Pourquoi personne ne veut des millions de maisons abandonnées au Japon

Au cœur du Japon moderne, un paradoxe saisissant prend forme : alors que des millions de personnes dans le monde peinent à se loger, le Japon compte plus de 9 millions de maisons abandonnées… que personne ne veut occuper. Ni acheteurs, ni squatteurs ne s’y intéressent. Ces logements, appelés akiyas, sont devenus les symboles visibles d’un pays qui vieillit, se vide, et tourne lentement le dos à ses campagnes.

Des maisons vides à perte de vue

Dans de nombreuses régions rurales et même dans certaines zones urbaines, des maisons restent closes pendant des années. À Kamogawa, une habitante explique que la maison de son voisin est vide depuis sa mort, faute d’accord entre héritiers. Le phénomène est si courant que certaines municipalités offrent littéralement des maisons pour une somme symbolique. À Uozu, par exemple, il est possible d’acheter une maison de cinq chambres pour moins d’un euro. Pourtant, malgré ces prix dérisoires, les acheteurs se font rares.

Héritage du boom économique et rejet du vieux

Ce désintérêt s’explique en grande partie par l’histoire immobilière du Japon. Après la Seconde Guerre mondiale, le pays a connu un boom économique qui a entraîné une frénésie de construction. Aujourd’hui, un logement de plus de trente ans est considéré comme sans valeur : seule la terre conserve un intérêt. De plus, les Japonais préfèrent de loin le neuf. Rénover une vieille maison est perçu comme un projet coûteux, complexe, et peu gratifiant.

Les obstacles sont nombreux. Les maisons abandonnées sont souvent mal isolées, non conformes aux normes sismiques modernes, et leur entretien est lourd. Même les vider de leurs meubles peut s’avérer coûteux, car au Japon, jeter des objets encombrants nécessite des démarches administratives et des frais.

Des freins culturels, financiers et administratifs

Comme l’explique Anton Wormann, un spécialiste des akiyas, les banques japonaises sont peu enclines à financer des projets de rénovation. Le système favorise la construction neuve. Par ailleurs, les règles de construction sont strictes, limitant les possibilités d’aménagement ou de transformation. Autant de raisons qui dissuadent les potentiels acquéreurs, même parmi les investisseurs étrangers attirés par les prix.

L’énigme de l’absence de squats

Dans un tel contexte, on pourrait s’attendre à voir ces maisons occupées illégalement. Pourtant, le Japon connaît très peu de squats. Les rares cas recensés sont marginaux et frappent par leur discrétion.
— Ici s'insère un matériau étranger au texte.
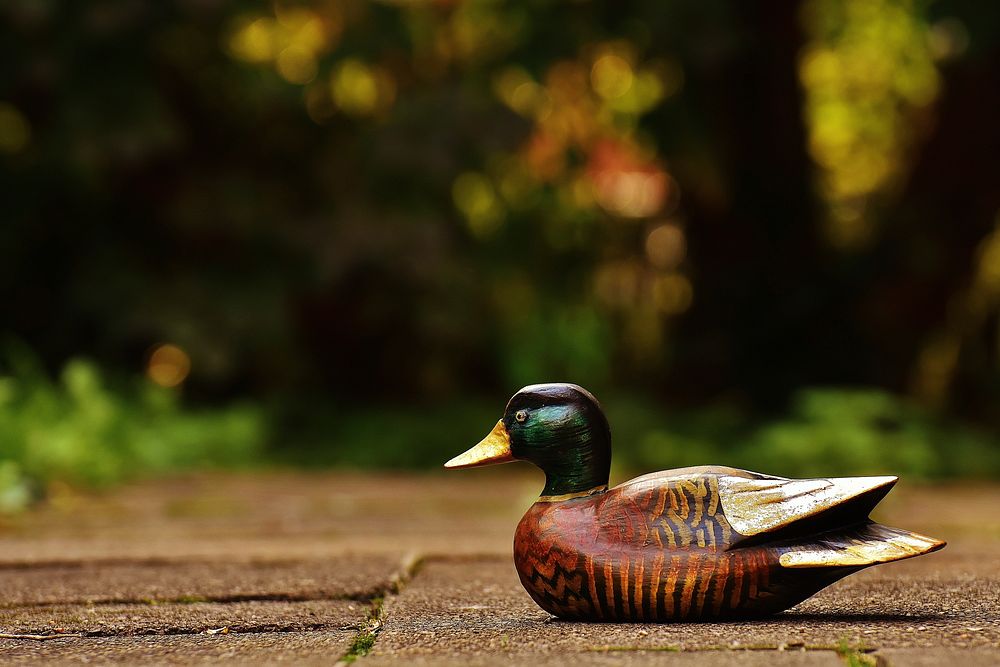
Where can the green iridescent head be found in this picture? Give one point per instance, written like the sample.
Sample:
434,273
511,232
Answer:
560,428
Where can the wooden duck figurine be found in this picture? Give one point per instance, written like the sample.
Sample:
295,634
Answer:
699,543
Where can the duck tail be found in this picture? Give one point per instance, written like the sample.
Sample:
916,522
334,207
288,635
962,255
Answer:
857,546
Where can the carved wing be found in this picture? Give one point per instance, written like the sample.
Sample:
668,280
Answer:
724,508
764,506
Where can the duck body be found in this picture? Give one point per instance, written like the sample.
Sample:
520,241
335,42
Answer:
701,543
660,548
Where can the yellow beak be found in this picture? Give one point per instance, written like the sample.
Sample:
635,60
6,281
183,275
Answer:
494,448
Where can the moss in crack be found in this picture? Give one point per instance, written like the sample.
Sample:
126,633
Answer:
364,641
857,656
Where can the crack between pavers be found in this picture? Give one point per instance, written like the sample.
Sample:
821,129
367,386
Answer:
359,596
364,640
175,631
854,656
77,564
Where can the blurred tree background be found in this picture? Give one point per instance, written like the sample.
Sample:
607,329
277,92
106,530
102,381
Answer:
343,231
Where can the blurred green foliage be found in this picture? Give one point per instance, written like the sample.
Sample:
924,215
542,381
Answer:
827,432
78,430
363,218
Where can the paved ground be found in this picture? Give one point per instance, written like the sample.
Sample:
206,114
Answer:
392,569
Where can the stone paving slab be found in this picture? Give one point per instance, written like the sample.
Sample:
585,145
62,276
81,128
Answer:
269,552
309,648
344,576
475,611
193,618
275,516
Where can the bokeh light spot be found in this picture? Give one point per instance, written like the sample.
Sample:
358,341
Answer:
476,198
168,365
666,246
611,76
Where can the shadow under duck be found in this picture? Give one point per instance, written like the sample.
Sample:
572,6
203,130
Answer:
699,543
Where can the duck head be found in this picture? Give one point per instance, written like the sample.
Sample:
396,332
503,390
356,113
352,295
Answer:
558,427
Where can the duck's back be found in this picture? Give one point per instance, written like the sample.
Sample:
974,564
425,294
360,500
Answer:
705,542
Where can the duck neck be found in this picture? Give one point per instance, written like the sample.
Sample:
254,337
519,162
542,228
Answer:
577,470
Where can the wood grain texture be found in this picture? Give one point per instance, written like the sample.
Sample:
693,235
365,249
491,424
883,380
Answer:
665,551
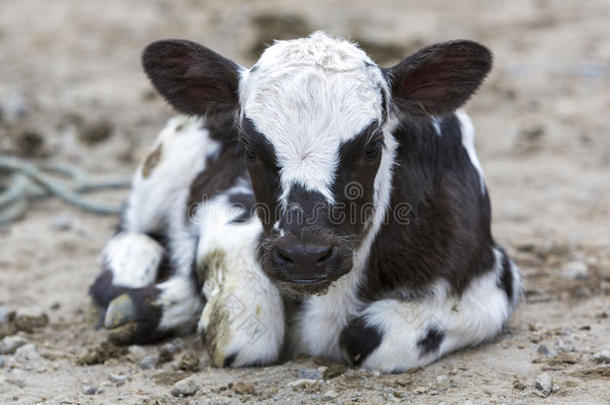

Un jeune homme a ainsi vécu pendant six mois dans la maison d’une nonagénaire sans être repéré, et une femme a été découverte vivant dans un placard après plusieurs semaines d’intrusion.

Cette absence de squats s’explique par la culture japonaise elle-même. Dans une société où la solitude est de plus en plus répandue et où la norme est de vivre seul, même sans logement, le respect des règles et de la propriété reste très fort. De plus, une grande partie des akiyas est dans un état si dégradé qu’y vivre serait dangereux, voire impossible.

Un miroir d’un Japon en mutation

Le phénomène des maisons abandonnées au Japon ne se limite pas à une crise immobilière. Il reflète des mutations profondes : un vieillissement rapide de la population, une urbanisation massive, un attachement au neuf, et une perte de valeur symbolique de l’habitat ancien. À l’horizon 2030, on estime qu’un tiers des maisons japonaises seront vides.

Face à cette réalité, les autorités locales tentent de réagir, mais les défis sont multiples. Restaurer ces logements demande une volonté politique, des incitations économiques, et un changement de mentalité profond sur la valeur du bâti ancien. Sans cela, ces akiyas resteront ce qu’ils sont aujourd’hui : des coquilles vides, témoins silencieux d’un Japon qui change.